Went to the motel thingy, because it was bleeding late, deposited our stuff, my Roomies were Ye Oon, Firdaus, Ben Goh. Hey, not bad at all.
The air temperature there is awesome. Like Japan's when I went there. Seriously, shiok.
First official day there (because on 10th Nov we reached there at night), met our student buddies, a small group of about 20 plus people around our age who were in charge of basically, interacting with us the most. I was busy being my shy, anti-social self to actually take the initiative to talk to them. Stupid me.
And the whole day there i was feeling damn tired, because me, Ben Goh, Ye Oon and Firdaus decided to have "guy's talk" until 3 plus in the morning. Fantastic guys, we grabbed about 1 plus hour of sleep. But I'm guilty of egging you guys on...haha.
Third day, I burst out from being a shy asshole, and instead become more outgoing.
By the 7th Day, I had no shame. I was my usual self, except that both ends of my emotional spectrum were being pushed to the limit, I could be incredibly emo and incredibly high.
Did i mention that during their school carnival on Sunday, I knelt down in the middle of the road in front of the whole school in an angst filled pose? Nah, I probably didn't. No, there wasn't a girl involved. For the better or the worse?
So, having no shame meant that I actively talked to anyone I saw, with the exception of people from class observation. Seriously, I felt damn bad talking to them during class ob because it meant that I was distracting them from their lesson. Even if them was a group of cute girls, I held back. Hoho. Yes, I shall go rot in a corner for placing studies in front of soial life.

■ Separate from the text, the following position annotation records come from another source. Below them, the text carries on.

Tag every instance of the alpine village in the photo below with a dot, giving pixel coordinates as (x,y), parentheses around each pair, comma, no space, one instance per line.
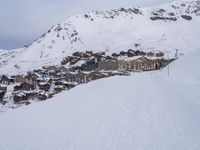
(80,68)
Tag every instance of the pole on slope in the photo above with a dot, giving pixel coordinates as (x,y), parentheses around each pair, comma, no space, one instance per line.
(168,63)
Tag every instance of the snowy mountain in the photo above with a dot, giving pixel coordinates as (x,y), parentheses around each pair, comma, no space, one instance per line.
(169,26)
(144,111)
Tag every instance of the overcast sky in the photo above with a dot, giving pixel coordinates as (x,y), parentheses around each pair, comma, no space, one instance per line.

A major highlight was the High School Musical performance. I suddenly lost my ability to do Helicopter, one of the skills in my freestyle, so I seriously panicked in the 5th and 6th day (7th day was our performance). Meh, but I managed to replace it with a fugly handstand. Good god, I thank Lady Luck that I didn't fall on my ass when freestyling in front of the school.
To sum it up, it was fun. We visited tourist attractions, planned activities together, but what stuck me most was the bonding. A month spent working together intensively can really build relationships.
Still deliberating over the pictures haha. Will decide soon.